Mainstream Media Propaganda, from Khalidi Tape to ‘Nut Job’

Mainstream Media Propaganda, from Khalidi Tape to ‘Nut Job’, by Koel Pollack.

The common element in nearly all the major New York Times and Washington Post stories about President Donald Trump this week is that they are based on source documents the outlets cannot authenticate, do not possess, admit are partial, and refuse to share.

Friday’s supposed “bombshell” stories follow the same pattern. The Times reports that Trump told the visiting Russians that former FBI director James Comey was a “nut job,” and that firing him had eased “pressure” in his ability to conduct foreign policy — though the Times takes Trump to mean the legal pressure of the investigation. (That spin makes no sense: firing Comey created more pressure, which was so obvious the Russians joked about it.)

The Times describes its source as “a document summarizing the meeting” that was “circulated” (it does not say by whom). The Times does not have the document. An “American official” simply “read quotations” to the Times. …

The Times published the now-infamous story that Trump had “asked” Comey to end the investigation into former National Security Adviser Michael Flynn. The source was purportedly a memorandum that Comey wrote about his recollection of a conversation with Trump. But the Times did not share the memo, and never even saw the document. It merely relied on a Comey “associate” who “read parts of it to a Times reporter.”

Could all be fake news. Certainly none of it is up to normal journalistic standards:

These four stories, taken together, are said by the mainstream media to build a powerful case that Trump committed obstruction of justice and may soon face impeachment. But every piece of evidence could be made up or distorted, and there would be no way to know. …

In their effort to impugn Trump, the Times and the Post violate the most basic journalistic standards.
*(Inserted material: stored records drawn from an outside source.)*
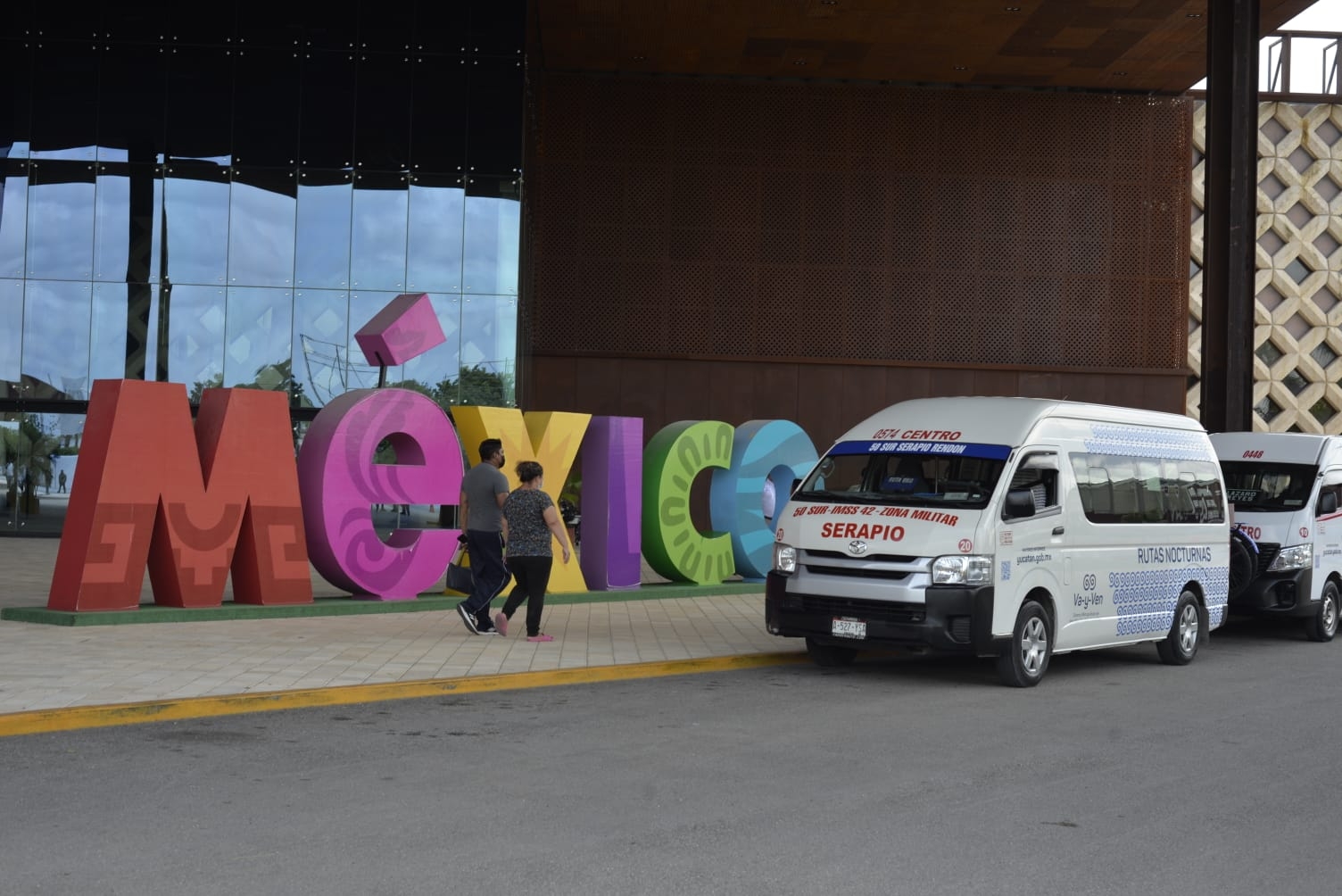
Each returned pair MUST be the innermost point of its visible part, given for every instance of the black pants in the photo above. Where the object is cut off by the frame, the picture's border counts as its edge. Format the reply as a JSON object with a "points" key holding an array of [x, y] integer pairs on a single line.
{"points": [[489, 575], [532, 576]]}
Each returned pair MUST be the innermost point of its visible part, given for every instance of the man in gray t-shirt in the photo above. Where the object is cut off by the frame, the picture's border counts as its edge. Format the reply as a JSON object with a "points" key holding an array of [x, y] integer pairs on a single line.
{"points": [[484, 493]]}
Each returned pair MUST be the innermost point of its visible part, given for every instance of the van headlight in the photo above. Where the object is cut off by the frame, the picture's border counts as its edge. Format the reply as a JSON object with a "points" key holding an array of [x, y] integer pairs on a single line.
{"points": [[1294, 557], [963, 569]]}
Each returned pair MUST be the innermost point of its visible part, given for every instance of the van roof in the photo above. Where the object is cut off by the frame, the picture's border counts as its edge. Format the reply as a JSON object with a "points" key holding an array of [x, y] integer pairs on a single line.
{"points": [[1285, 447], [998, 419]]}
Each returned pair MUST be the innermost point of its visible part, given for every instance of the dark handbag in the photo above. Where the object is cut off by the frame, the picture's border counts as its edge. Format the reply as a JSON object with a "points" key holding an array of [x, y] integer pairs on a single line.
{"points": [[458, 573]]}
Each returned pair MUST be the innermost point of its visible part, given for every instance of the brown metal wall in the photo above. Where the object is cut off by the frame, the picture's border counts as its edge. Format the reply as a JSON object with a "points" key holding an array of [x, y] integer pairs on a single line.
{"points": [[750, 250]]}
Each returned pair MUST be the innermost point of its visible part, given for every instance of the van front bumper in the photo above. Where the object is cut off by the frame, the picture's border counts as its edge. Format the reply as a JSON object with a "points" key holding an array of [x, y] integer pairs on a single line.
{"points": [[953, 618], [1278, 594]]}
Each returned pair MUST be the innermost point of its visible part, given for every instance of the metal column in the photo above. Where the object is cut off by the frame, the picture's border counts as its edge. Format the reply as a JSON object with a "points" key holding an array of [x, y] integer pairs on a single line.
{"points": [[1228, 226]]}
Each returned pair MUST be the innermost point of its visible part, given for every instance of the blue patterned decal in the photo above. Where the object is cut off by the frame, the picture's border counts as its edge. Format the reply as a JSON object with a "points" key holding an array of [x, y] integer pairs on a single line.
{"points": [[1145, 600], [903, 447], [1144, 442]]}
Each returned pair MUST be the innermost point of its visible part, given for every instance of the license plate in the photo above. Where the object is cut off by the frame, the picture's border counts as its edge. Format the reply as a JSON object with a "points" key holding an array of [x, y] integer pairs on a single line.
{"points": [[849, 628]]}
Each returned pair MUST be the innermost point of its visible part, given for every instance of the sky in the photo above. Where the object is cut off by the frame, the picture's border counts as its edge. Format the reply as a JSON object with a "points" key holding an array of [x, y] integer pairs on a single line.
{"points": [[1325, 15], [1307, 55]]}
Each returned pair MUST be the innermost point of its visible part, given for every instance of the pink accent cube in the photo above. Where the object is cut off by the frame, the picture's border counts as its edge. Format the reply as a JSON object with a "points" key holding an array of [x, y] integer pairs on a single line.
{"points": [[405, 328]]}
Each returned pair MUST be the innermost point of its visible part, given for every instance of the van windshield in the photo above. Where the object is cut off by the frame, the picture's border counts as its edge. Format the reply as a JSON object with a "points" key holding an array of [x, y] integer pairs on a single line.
{"points": [[1267, 485], [906, 477]]}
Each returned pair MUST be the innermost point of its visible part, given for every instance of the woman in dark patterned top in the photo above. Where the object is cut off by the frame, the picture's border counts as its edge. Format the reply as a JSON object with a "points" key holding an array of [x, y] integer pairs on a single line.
{"points": [[532, 519]]}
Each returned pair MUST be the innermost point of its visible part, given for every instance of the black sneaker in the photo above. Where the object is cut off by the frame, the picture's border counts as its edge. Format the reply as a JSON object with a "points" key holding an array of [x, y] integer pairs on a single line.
{"points": [[468, 618]]}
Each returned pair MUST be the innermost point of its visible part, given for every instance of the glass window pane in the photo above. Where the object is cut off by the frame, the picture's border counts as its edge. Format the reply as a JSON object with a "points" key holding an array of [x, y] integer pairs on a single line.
{"points": [[195, 334], [124, 320], [61, 216], [200, 98], [378, 232], [493, 231], [13, 218], [132, 104], [497, 29], [383, 112], [327, 120], [489, 341], [64, 101], [321, 344], [15, 101], [436, 219], [11, 336], [438, 136], [494, 116], [119, 229], [266, 107], [321, 251], [258, 349], [55, 337], [196, 200], [262, 227]]}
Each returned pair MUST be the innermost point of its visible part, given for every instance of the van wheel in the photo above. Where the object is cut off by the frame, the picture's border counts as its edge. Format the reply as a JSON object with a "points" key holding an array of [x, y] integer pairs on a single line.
{"points": [[1323, 626], [1025, 660], [830, 656], [1243, 562], [1180, 645]]}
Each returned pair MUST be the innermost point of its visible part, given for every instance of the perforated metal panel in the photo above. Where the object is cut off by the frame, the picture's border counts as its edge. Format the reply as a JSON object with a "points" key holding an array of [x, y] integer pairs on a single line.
{"points": [[857, 223]]}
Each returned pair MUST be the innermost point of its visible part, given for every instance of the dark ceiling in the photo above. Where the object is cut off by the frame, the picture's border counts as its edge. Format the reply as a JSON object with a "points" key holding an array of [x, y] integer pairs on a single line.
{"points": [[1147, 46]]}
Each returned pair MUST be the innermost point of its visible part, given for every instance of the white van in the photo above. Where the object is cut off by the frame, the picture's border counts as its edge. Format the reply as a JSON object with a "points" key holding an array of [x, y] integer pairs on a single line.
{"points": [[1008, 527], [1285, 490]]}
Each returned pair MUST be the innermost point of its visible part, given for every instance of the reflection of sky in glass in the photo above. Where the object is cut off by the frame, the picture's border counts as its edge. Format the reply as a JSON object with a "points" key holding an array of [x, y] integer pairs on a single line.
{"points": [[260, 323], [229, 247], [261, 236], [377, 240], [197, 229], [321, 253], [61, 231], [11, 328], [13, 224], [55, 331]]}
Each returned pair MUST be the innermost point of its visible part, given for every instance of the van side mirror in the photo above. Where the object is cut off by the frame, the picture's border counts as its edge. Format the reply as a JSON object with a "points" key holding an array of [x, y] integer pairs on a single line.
{"points": [[1020, 502]]}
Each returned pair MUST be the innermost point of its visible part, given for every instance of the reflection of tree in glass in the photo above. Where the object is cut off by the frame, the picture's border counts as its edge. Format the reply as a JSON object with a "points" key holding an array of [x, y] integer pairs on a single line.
{"points": [[271, 377], [476, 386], [29, 448]]}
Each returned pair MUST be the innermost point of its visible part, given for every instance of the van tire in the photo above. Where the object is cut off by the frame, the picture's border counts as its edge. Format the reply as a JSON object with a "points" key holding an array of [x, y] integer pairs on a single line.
{"points": [[1180, 645], [1323, 626], [1025, 659], [1243, 562], [828, 655]]}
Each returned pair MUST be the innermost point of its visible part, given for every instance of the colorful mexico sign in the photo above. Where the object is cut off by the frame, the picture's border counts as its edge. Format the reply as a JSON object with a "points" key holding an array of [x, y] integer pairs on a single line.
{"points": [[195, 501]]}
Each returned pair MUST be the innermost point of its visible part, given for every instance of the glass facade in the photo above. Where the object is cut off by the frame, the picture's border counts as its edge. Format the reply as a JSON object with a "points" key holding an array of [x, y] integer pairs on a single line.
{"points": [[227, 202]]}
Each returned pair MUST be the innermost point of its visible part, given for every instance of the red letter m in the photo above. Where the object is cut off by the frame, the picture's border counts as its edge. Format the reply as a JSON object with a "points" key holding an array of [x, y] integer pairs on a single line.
{"points": [[189, 502]]}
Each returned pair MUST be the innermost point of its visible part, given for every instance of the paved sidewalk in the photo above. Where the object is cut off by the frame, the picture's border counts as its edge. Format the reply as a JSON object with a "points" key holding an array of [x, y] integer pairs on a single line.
{"points": [[51, 667]]}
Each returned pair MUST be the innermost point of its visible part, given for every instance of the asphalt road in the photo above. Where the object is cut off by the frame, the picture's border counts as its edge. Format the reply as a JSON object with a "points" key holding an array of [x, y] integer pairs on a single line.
{"points": [[897, 776]]}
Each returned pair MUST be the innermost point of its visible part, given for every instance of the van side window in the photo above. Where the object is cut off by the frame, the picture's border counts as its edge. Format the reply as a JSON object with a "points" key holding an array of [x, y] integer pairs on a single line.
{"points": [[1040, 483], [1337, 499], [1123, 488]]}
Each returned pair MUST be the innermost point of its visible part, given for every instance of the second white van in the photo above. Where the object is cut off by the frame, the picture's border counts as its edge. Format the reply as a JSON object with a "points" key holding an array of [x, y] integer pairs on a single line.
{"points": [[1285, 488], [1008, 527]]}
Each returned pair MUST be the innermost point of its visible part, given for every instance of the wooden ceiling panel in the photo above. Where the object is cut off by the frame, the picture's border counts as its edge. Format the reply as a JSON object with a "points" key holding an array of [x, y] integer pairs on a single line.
{"points": [[1147, 46]]}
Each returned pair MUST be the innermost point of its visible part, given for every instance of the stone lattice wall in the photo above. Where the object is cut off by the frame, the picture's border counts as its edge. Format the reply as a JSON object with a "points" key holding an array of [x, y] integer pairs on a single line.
{"points": [[1298, 286]]}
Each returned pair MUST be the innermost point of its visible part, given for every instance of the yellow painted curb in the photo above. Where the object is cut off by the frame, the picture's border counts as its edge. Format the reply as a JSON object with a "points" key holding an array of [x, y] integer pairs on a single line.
{"points": [[101, 717]]}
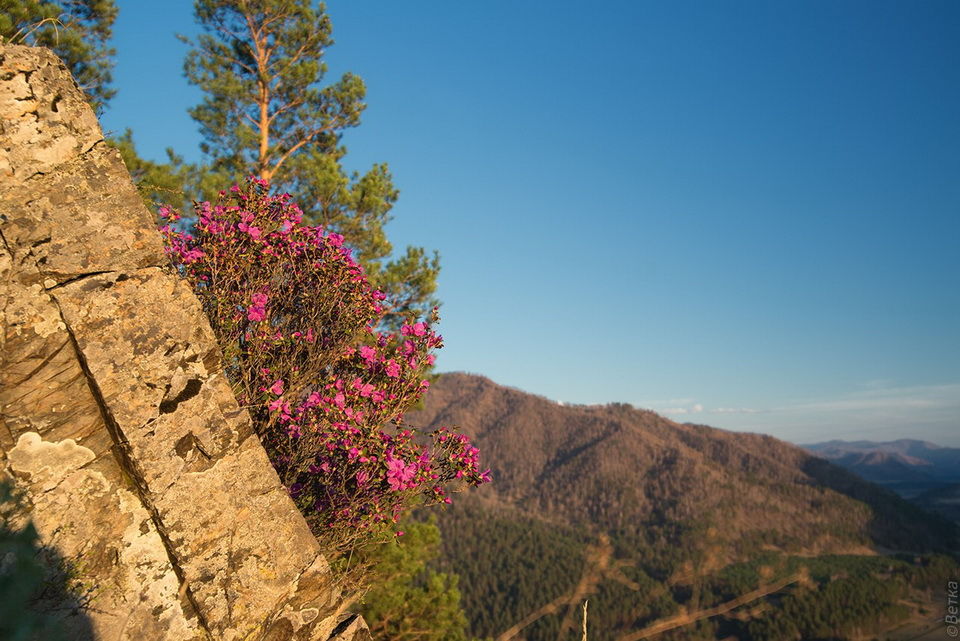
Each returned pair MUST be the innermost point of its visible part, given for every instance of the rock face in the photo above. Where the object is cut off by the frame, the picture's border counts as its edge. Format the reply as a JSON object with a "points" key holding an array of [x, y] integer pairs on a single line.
{"points": [[115, 418]]}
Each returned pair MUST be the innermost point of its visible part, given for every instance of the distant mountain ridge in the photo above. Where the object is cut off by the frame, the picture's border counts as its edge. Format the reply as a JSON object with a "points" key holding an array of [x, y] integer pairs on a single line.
{"points": [[631, 469], [652, 519], [907, 466]]}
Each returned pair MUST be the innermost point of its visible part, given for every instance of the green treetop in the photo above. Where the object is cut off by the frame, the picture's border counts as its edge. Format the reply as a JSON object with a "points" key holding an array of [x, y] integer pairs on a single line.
{"points": [[76, 30], [267, 112]]}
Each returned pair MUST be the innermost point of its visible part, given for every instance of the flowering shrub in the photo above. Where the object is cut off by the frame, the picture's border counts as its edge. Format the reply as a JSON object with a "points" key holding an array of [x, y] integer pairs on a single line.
{"points": [[297, 321]]}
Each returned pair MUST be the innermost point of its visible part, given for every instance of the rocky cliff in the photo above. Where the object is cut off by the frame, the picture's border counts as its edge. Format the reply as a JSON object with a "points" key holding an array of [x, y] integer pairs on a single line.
{"points": [[139, 468]]}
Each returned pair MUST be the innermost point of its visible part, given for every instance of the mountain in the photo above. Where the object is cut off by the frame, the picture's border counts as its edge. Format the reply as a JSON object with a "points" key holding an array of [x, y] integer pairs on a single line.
{"points": [[655, 519], [906, 466], [942, 500]]}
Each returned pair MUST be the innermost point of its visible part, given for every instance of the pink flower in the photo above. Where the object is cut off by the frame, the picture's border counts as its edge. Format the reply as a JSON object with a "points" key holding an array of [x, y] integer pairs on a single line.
{"points": [[392, 369], [368, 354]]}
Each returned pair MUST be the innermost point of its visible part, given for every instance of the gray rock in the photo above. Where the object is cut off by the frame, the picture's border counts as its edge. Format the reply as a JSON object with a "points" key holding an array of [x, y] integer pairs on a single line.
{"points": [[115, 416]]}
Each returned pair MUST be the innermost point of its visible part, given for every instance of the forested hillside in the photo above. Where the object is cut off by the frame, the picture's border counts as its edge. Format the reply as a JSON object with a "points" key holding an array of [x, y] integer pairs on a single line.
{"points": [[660, 523]]}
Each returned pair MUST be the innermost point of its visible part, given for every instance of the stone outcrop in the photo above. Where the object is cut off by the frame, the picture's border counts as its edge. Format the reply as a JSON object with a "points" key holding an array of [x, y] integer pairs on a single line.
{"points": [[115, 418]]}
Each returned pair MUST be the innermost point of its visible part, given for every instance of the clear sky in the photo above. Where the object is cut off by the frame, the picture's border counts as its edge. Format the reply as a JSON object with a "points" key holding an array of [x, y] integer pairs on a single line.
{"points": [[739, 214]]}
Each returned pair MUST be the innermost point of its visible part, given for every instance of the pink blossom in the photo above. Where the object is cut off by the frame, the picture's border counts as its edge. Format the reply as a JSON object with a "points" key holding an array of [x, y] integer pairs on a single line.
{"points": [[392, 369]]}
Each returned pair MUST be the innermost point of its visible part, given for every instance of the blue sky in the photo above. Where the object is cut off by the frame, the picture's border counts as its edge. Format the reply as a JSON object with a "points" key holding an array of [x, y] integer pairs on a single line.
{"points": [[739, 214]]}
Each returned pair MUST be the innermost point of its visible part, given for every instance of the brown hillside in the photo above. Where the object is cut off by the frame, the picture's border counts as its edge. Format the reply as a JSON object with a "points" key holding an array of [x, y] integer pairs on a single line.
{"points": [[619, 469]]}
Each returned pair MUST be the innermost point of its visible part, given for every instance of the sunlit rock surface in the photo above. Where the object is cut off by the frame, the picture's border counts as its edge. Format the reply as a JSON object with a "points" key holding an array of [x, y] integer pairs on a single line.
{"points": [[140, 469]]}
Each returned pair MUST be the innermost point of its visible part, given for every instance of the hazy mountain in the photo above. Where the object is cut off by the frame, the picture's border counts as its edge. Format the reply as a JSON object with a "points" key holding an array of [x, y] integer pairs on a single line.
{"points": [[942, 500], [655, 519], [909, 467], [626, 469]]}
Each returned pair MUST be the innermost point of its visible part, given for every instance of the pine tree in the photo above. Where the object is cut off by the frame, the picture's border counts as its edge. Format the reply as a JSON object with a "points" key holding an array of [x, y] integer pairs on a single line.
{"points": [[76, 30], [267, 112], [409, 601]]}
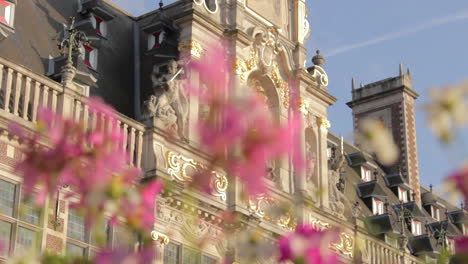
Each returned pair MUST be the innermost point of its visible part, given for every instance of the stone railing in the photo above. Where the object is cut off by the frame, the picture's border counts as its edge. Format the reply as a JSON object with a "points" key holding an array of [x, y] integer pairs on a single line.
{"points": [[379, 252], [23, 92]]}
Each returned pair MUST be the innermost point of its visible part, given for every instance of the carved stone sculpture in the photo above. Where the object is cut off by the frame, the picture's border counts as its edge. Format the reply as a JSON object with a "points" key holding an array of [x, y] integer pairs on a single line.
{"points": [[168, 104]]}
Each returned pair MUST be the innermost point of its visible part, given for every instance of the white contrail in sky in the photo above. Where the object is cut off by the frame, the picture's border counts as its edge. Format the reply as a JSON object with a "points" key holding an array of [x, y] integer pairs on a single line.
{"points": [[404, 32]]}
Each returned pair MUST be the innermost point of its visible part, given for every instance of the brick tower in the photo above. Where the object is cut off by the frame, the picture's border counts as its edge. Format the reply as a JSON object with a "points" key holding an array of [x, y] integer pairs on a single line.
{"points": [[392, 101]]}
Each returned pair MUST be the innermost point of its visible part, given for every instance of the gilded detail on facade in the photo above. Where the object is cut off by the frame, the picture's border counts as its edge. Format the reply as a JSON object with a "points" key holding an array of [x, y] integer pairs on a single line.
{"points": [[345, 245], [323, 123], [159, 237], [192, 48], [182, 168]]}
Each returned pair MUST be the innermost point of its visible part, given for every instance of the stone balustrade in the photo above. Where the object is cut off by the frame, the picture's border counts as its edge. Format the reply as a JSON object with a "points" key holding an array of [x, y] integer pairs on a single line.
{"points": [[23, 93]]}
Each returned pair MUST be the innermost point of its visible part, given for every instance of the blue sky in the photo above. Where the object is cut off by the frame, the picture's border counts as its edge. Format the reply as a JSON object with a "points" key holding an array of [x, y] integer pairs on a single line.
{"points": [[368, 39]]}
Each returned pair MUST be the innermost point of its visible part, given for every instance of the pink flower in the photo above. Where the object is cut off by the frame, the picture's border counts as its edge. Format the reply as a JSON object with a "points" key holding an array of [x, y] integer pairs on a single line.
{"points": [[308, 245]]}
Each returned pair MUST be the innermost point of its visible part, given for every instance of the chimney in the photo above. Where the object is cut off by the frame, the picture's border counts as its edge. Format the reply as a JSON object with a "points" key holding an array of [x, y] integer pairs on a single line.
{"points": [[392, 101]]}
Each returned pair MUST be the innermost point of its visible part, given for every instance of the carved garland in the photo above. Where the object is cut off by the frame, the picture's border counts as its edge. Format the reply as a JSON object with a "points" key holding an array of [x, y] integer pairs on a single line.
{"points": [[345, 245], [181, 168]]}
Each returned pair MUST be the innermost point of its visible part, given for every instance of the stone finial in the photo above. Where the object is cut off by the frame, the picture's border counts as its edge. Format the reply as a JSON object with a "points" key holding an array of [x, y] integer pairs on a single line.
{"points": [[318, 59]]}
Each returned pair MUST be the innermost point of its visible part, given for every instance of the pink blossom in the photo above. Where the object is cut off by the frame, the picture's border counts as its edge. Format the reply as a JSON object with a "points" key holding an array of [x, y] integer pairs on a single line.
{"points": [[308, 245]]}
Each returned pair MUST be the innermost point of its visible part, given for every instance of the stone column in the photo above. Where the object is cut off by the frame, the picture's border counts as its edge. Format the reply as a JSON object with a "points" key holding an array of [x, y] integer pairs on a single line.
{"points": [[324, 125]]}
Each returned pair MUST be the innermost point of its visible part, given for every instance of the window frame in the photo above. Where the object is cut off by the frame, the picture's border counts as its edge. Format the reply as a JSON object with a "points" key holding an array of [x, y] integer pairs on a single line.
{"points": [[377, 206], [183, 247], [416, 228], [365, 174], [10, 19], [435, 212], [17, 222], [403, 194]]}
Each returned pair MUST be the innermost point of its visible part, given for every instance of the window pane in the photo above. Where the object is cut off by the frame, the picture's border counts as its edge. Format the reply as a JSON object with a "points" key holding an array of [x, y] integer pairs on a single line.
{"points": [[75, 251], [5, 235], [208, 260], [171, 254], [191, 256], [76, 226], [123, 238], [30, 214], [27, 240], [7, 197]]}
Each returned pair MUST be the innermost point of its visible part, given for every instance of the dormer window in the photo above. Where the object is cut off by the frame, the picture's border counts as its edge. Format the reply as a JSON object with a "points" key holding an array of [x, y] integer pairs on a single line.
{"points": [[377, 207], [402, 195], [435, 213], [90, 56], [100, 25], [416, 228], [155, 40], [7, 12], [365, 174]]}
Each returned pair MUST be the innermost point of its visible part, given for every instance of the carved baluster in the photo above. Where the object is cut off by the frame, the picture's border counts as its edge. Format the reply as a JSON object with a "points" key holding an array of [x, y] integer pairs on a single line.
{"points": [[132, 145], [125, 137], [77, 111], [139, 149], [54, 100], [85, 117], [18, 87], [9, 83], [27, 96], [45, 96], [35, 106]]}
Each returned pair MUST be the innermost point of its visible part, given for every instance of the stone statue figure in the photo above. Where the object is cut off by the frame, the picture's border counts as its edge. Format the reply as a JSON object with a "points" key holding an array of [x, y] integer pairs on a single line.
{"points": [[168, 103]]}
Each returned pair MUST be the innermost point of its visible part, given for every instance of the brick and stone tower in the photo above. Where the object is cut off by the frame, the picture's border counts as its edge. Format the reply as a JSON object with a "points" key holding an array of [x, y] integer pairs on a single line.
{"points": [[392, 101]]}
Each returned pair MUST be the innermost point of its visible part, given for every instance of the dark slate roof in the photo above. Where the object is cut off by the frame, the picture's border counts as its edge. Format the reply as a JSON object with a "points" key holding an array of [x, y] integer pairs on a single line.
{"points": [[356, 159], [393, 180], [423, 244], [370, 189], [458, 216], [381, 224], [428, 198], [412, 207], [37, 25], [450, 228]]}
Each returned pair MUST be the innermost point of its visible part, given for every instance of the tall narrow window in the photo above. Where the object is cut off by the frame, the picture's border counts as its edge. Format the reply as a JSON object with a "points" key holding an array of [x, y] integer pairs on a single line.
{"points": [[100, 25], [402, 195], [377, 207], [365, 174], [155, 40], [435, 213], [171, 254], [90, 57], [416, 228]]}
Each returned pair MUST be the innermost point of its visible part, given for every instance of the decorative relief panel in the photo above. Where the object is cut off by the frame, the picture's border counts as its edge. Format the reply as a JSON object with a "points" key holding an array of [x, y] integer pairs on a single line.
{"points": [[260, 207], [182, 169], [263, 57], [345, 245]]}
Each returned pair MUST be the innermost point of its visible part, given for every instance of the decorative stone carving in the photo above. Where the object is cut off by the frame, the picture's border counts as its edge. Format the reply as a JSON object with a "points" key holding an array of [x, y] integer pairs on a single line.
{"points": [[168, 105], [345, 246], [192, 48], [182, 168], [263, 57]]}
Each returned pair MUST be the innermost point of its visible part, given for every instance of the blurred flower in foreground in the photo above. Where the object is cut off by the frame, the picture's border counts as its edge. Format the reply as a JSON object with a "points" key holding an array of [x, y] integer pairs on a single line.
{"points": [[374, 137], [447, 110], [308, 246]]}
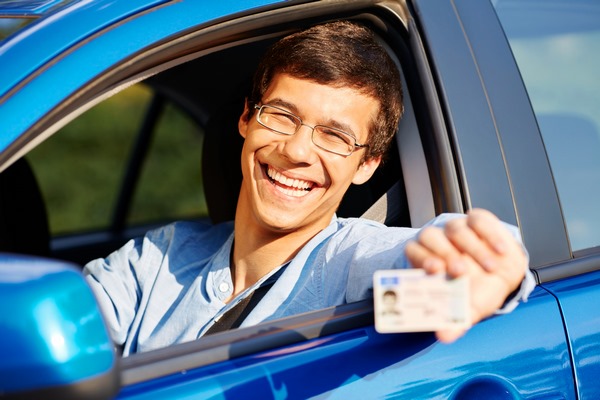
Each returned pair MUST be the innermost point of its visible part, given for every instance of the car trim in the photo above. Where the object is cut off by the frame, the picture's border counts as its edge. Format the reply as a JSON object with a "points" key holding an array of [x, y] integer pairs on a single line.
{"points": [[244, 341]]}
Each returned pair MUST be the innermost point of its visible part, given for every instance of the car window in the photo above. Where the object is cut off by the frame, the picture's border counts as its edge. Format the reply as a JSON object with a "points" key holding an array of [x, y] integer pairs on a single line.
{"points": [[555, 44], [82, 169]]}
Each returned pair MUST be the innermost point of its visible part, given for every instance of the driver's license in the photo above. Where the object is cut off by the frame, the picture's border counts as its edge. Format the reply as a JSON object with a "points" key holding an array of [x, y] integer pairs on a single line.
{"points": [[409, 300]]}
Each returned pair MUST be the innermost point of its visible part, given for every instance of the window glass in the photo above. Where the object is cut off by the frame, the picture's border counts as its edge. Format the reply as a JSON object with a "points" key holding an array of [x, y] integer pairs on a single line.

Publishing parts of a document that you do not possess and cannot verify, and timing the release to cause maximum political damage (right after the president leaves the country), is not investigative journalism. It is political propaganda.

The underlying message seems to be that the US people are not allowed to elect someone who is not part of the establishment. The people voted for draining the swamp but that is not being allowed by the media, the judiciary, the deep state, the spooks, …. US democracy is having a crisis, so the world needs to watch out.